There follows five pages in which the court recites the evidence at trial supporting the chancellor’s findings.

As for Eddie’s arguments that Brooke had failed to offer sufficient corroboration, the court said:

¶18. Eddie asserts that Brooke’s testimony lacked corroborating evidence. But the testimony of Jean, Erhart, and Eddie himself corroborated the vast majority of Brooke’s allegations. We have held that a claimant’s corroborating evidence “need not be sufficient in itself to establish the ground, but rather, need only provide enough supporting facts for a court to conclude the [claimant’s] testimony is true.” Williams v. Williams, 224 So. 3d 1282, 1287 (¶15) (Miss. Ct. App. 2017). In this case, the chancellor was provided more than enough testimony and evidence to corroborate Brooke’s testimony.

And finally, with regard to the sufficiency of the evidence, the court said:

¶19. Eddie also argues that the evidence provided at trial was insufficient to prove habitual cruel and inhuman treatment by a preponderance of the evidence. As the trier of fact, the chancellor “evaluates the sufficiency of proof based on the credibility of the witnesses and the weight of their testimony.” Rawson v. Buta, 609 So. 2d 426, 431 (Miss. 1992). Divorces based upon habitual cruel and inhuman treatment are necessarily fact-intensive and require a case-by-case analysis. James Shelson, Mississippi Chancery Practice § 38:5 (2019). The chancellor must dually focus on both the alleged conduct of the offending spouse as well as the impact of that conduct on the complaining spouse and the marriage. Heimert v. Heimert, 101 So. 3d 181, 184 (¶8) (Miss. Ct. App. 2012). Upon review, we “must employ a subjective standard,” rather than an ordinary, reasonable person standard, understanding that the impact of the conduct on the complaining spouse is crucial. Harmon v. Harmon, 141 So. 3d 37, 42 (¶16) (Miss. Ct. App. 2014) (citing Faries v. Faries, 607 So. 2d 1204, 1209 (Miss. 1992)).

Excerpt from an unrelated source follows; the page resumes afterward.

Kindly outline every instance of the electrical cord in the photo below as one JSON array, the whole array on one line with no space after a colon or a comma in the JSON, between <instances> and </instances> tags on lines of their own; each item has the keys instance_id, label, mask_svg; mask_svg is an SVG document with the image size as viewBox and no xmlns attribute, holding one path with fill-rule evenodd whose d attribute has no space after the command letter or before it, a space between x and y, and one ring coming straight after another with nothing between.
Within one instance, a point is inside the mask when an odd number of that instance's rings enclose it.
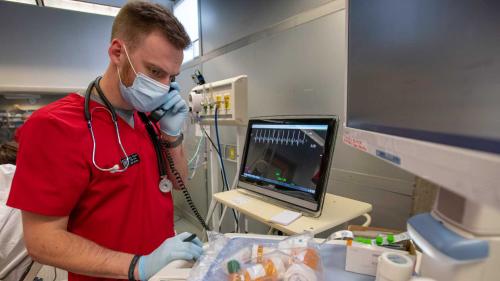
<instances>
[{"instance_id":1,"label":"electrical cord","mask_svg":"<svg viewBox=\"0 0 500 281\"><path fill-rule=\"evenodd\" d=\"M193 115L193 117L194 117L194 115ZM196 117L194 117L194 118L196 118ZM200 119L196 118L196 122L200 122ZM200 124L200 129L203 131L203 134L205 134L205 136L207 137L208 141L212 145L212 148L215 149L215 152L217 152L217 154L221 155L221 153L220 153L219 149L217 148L217 146L215 145L214 141L212 140L210 135L207 133L207 130L205 130L205 128L201 124Z\"/></svg>"},{"instance_id":2,"label":"electrical cord","mask_svg":"<svg viewBox=\"0 0 500 281\"><path fill-rule=\"evenodd\" d=\"M208 135L207 131L201 125L200 125L200 127L201 127L201 130L203 131L203 133L205 134L205 136L207 137L207 139L210 141L210 144L212 145L212 147L215 150L215 152L217 152L217 155L219 156L218 160L219 160L219 163L220 163L220 161L221 161L221 154L220 154L219 149L217 149L217 146L215 145L215 143L212 140L212 138L210 138L210 136ZM220 176L221 176L221 179L222 179L222 191L224 191L226 189L226 186L224 185L224 175L222 173L222 168L221 168L221 171L220 171Z\"/></svg>"},{"instance_id":3,"label":"electrical cord","mask_svg":"<svg viewBox=\"0 0 500 281\"><path fill-rule=\"evenodd\" d=\"M219 119L218 119L218 116L219 116L219 107L218 106L215 106L215 139L217 140L217 147L219 148L219 158L220 158L220 163L221 163L221 170L222 170L222 174L224 175L224 183L226 184L226 190L229 191L229 184L227 182L227 174L226 174L226 168L224 166L224 159L222 158L222 153L221 153L221 145L220 145L220 138L219 138ZM233 216L234 216L234 221L236 222L236 229L238 229L238 226L240 224L239 220L238 220L238 216L236 215L236 211L234 209L233 210Z\"/></svg>"},{"instance_id":4,"label":"electrical cord","mask_svg":"<svg viewBox=\"0 0 500 281\"><path fill-rule=\"evenodd\" d=\"M54 266L54 279L52 281L56 281L57 279L57 268Z\"/></svg>"},{"instance_id":5,"label":"electrical cord","mask_svg":"<svg viewBox=\"0 0 500 281\"><path fill-rule=\"evenodd\" d=\"M199 165L199 160L200 160L200 149L201 149L201 144L205 140L205 135L201 134L200 140L198 141L198 144L196 145L196 150L188 161L188 167L189 167L189 172L190 175L188 176L188 180L192 180L194 176L196 175L196 170L198 170L201 165Z\"/></svg>"},{"instance_id":6,"label":"electrical cord","mask_svg":"<svg viewBox=\"0 0 500 281\"><path fill-rule=\"evenodd\" d=\"M219 165L221 163L221 154L220 154L220 151L219 149L217 148L217 146L215 145L214 141L212 140L212 138L210 138L210 136L208 135L207 131L205 130L205 128L203 128L203 126L200 125L200 128L201 130L203 131L203 133L205 134L205 136L207 137L208 141L210 142L210 144L212 145L212 148L215 150L215 152L217 152L217 160L219 160ZM220 169L220 178L221 178L221 182L222 182L222 191L226 191L226 185L224 184L224 174L222 172L222 165L221 165L221 169ZM227 189L229 190L229 189ZM236 219L236 212L233 210L233 215ZM222 210L220 210L220 216L222 216ZM220 229L219 229L220 230Z\"/></svg>"},{"instance_id":7,"label":"electrical cord","mask_svg":"<svg viewBox=\"0 0 500 281\"><path fill-rule=\"evenodd\" d=\"M218 116L217 116L218 117ZM212 145L212 148L215 150L215 152L217 152L218 156L219 156L219 163L222 163L222 154L220 152L220 150L217 148L217 146L215 145L214 141L212 140L212 138L208 135L207 131L205 130L205 128L203 128L203 126L200 125L200 128L201 130L203 131L203 133L205 134L205 136L207 137L208 141L210 142L210 144ZM217 126L218 128L218 126ZM218 130L216 130L218 131ZM218 134L217 134L218 135ZM222 170L222 164L221 164L221 178L223 179L222 180L222 190L226 190L226 186L225 186L225 181L224 181L224 175L223 175L223 170ZM229 186L227 186L227 190L229 190ZM238 227L239 225L239 220L236 216L236 212L234 211L233 209L233 216L234 216L234 220L236 221L236 227Z\"/></svg>"},{"instance_id":8,"label":"electrical cord","mask_svg":"<svg viewBox=\"0 0 500 281\"><path fill-rule=\"evenodd\" d=\"M166 160L168 161L168 165L170 167L170 171L174 175L177 185L181 188L182 194L184 195L184 199L188 203L189 208L191 208L196 219L200 222L201 226L203 226L205 230L210 230L208 225L205 223L205 220L201 216L200 212L198 211L198 208L196 208L196 205L194 204L193 199L191 198L191 194L189 194L189 191L187 190L187 187L184 184L184 181L182 180L181 174L175 168L174 159L170 154L170 151L168 150L166 145L160 140L160 136L157 133L160 132L160 129L158 128L156 123L148 121L148 117L146 117L144 113L140 113L139 117L143 120L146 126L146 130L148 131L148 134L155 136L154 138L152 138L152 141L155 147L156 155L157 157L159 157L158 159L162 159L162 161L159 161L160 176L164 176L163 175L164 173L166 175L166 167L165 167L165 158L166 158Z\"/></svg>"},{"instance_id":9,"label":"electrical cord","mask_svg":"<svg viewBox=\"0 0 500 281\"><path fill-rule=\"evenodd\" d=\"M203 128L203 126L201 126L201 130L203 131L203 133L205 134L205 136L207 137L208 141L210 141L210 144L212 144L212 147L213 149L215 149L215 152L217 152L217 154L220 155L220 151L219 149L217 149L217 146L215 145L214 141L212 140L212 138L210 138L210 136L208 135L207 131L205 130L205 128Z\"/></svg>"},{"instance_id":10,"label":"electrical cord","mask_svg":"<svg viewBox=\"0 0 500 281\"><path fill-rule=\"evenodd\" d=\"M170 151L168 149L166 149L164 146L162 146L162 148L164 148L163 151L165 152L165 156L167 158L170 171L174 175L175 181L177 182L177 185L181 188L182 194L184 195L184 199L188 203L189 208L191 208L191 211L193 211L196 219L200 222L200 224L203 226L203 228L205 230L210 230L208 225L205 223L205 220L201 216L200 212L198 211L198 208L196 208L196 205L193 202L193 198L191 197L191 194L187 190L187 187L184 184L184 181L182 180L181 174L175 168L174 159L172 158L172 154L170 154Z\"/></svg>"},{"instance_id":11,"label":"electrical cord","mask_svg":"<svg viewBox=\"0 0 500 281\"><path fill-rule=\"evenodd\" d=\"M222 161L222 155L221 155L219 149L215 145L215 143L212 140L212 138L210 138L210 136L208 135L207 131L203 127L201 127L201 129L202 129L203 133L205 134L205 136L207 137L207 139L210 141L210 144L212 145L212 147L215 150L215 152L217 152L217 155L219 156L218 157L219 163L221 163L221 161ZM226 185L224 184L225 180L224 180L224 174L223 174L223 171L222 171L222 165L221 165L220 175L221 175L221 179L222 179L222 191L225 191L226 190ZM229 190L229 187L227 187L227 190Z\"/></svg>"},{"instance_id":12,"label":"electrical cord","mask_svg":"<svg viewBox=\"0 0 500 281\"><path fill-rule=\"evenodd\" d=\"M226 189L229 190L229 184L227 183L227 177L226 177L226 168L224 166L224 161L222 158L222 149L220 145L220 138L219 138L219 122L218 122L218 112L219 112L219 107L215 107L215 140L217 141L217 148L219 149L219 159L221 162L221 169L222 169L222 174L224 175L224 184L226 185Z\"/></svg>"},{"instance_id":13,"label":"electrical cord","mask_svg":"<svg viewBox=\"0 0 500 281\"><path fill-rule=\"evenodd\" d=\"M206 164L206 161L203 161L201 164L199 163L200 162L200 155L198 155L195 159L195 163L192 164L192 166L189 166L189 171L190 171L190 175L188 177L188 180L192 180L194 179L194 176L196 175L196 171L203 165Z\"/></svg>"},{"instance_id":14,"label":"electrical cord","mask_svg":"<svg viewBox=\"0 0 500 281\"><path fill-rule=\"evenodd\" d=\"M189 161L188 161L188 166L193 163L193 161L197 158L198 154L200 153L201 144L202 144L204 139L205 139L205 135L201 135L200 140L198 141L198 144L196 145L196 150L193 154L193 157L191 157L191 159L189 159Z\"/></svg>"}]
</instances>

¶20. Eddie correctly argues that a more extreme set of facts is required than a showing of “mere unkindness, rudeness, and incompatibility.” Reed v. Reed, 839 So. 2d 565, 570 (¶19) (Miss. Ct. App. 2003). But “our supreme court has specifically noted that ‘[t]here are many kinds of acts such as wilful failure to support, verbal abuse, neglect, and the like which, if taken alone will not constitute cruelty, but when taken together will manifest a course of conduct as a whole which may amount to cruelty.’” Rakestraw v. Rakestraw, 717 So. 2d 1284, 1288 (Miss. Ct. App. 1998) (citing Savell v. Savell, 240 So.2d 628, 629 (Miss.1970)). Also, abusive conduct that is routine and continuous suffices to meet the requisite burden. Lomax v. Lomax, 172 So. 3d 1258, 1261 (¶6) (Miss. Ct. App. 2016); see also Burnett v. Burnett, 271 So. 2d 90, 92 (Miss. 1972) (The “conduct must be habitual, that is, done so often, or continued so long, that its recurrence may be reasonably expected whenever occasion or opportunity present itself.”). For example, in Harmon, the offending spouse’s conduct included continuous sexual degradation, cursing and yelling, jealousy and constant accusations of infidelity, irrationality, and habitual name-calling. Harmon, 141 So. 3d. at 40 (¶¶5-11). Because the cumulative effect of the offending spouse’s behavior constituted cruelty, we upheld the chancellor’s judgment of divorce. Id. at 42 (¶17).